There was that picture of him and Eden taken in the Village, and several quotes from Eden that not only exonerated him but indicted herself for her denunciation of him. “I made a mistake,” she said in closing. “I was frightened for my daughter and my career and I protected myself the only way I knew how at the time. As a result, I hurt someone I love very much.”
The words blurred on the paper in front of him. He stood up and found Ruth. “I need to leave, Ruth.” He set his hand on her shoulder, a shoulder he wouldn't have dared touch an hour ago. “Is it too late to cancel my order?”
“No problem, hon. Come back tomorrow night. It’ll be on the house.”

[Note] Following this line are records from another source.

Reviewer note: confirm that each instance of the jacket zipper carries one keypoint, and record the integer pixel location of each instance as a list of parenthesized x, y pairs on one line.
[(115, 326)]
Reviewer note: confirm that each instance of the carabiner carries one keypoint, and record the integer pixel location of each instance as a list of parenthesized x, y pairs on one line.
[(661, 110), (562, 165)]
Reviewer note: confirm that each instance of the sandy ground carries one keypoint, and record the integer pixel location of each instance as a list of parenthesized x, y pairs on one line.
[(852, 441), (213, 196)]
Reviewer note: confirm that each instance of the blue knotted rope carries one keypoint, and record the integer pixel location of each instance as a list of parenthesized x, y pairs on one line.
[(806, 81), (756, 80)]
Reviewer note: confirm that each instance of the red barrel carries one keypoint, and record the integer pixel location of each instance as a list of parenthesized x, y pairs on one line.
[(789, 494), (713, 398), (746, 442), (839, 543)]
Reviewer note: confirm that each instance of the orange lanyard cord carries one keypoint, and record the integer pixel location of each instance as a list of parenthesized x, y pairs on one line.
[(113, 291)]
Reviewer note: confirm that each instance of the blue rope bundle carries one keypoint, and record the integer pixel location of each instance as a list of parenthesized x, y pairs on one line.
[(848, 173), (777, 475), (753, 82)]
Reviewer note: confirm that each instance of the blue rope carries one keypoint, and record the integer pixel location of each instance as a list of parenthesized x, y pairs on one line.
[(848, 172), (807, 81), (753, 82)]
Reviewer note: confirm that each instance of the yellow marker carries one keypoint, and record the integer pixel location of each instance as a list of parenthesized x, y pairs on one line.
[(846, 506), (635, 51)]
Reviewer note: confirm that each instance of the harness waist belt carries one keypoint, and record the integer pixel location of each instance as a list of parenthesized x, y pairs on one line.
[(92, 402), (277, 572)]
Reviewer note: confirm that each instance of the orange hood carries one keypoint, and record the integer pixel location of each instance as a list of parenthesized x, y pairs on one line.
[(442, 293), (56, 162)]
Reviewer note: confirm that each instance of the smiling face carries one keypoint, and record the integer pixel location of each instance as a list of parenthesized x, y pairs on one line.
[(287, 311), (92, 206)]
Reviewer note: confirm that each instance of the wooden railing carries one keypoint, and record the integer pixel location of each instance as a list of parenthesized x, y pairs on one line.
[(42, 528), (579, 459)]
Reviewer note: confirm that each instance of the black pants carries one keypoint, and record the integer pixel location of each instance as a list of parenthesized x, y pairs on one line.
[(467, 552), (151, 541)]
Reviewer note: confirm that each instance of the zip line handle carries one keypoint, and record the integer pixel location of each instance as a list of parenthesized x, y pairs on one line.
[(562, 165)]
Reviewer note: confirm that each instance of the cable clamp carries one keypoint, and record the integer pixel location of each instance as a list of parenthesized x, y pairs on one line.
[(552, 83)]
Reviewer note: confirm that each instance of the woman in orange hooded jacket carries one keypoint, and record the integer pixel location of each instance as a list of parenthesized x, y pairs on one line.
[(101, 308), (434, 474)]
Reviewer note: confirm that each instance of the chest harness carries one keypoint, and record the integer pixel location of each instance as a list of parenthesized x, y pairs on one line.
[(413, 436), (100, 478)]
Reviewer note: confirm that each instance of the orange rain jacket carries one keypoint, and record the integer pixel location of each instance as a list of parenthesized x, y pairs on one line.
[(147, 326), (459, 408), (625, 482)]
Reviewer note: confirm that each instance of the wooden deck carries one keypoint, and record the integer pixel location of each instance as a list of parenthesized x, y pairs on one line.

She read Cassie a story, the words pouring mechanically from her lips. She kissed her good night, closed the door, and walked across the hall to her own room, where she changed from her jeans and T-shirt to her white satin nightgown and climbed beneath the covers. It was early, but she was exhausted from her work in the cave and from the confrontation with Ben. Her shoulders ached from stooping in the tunnel, the muscles in her thighs burned.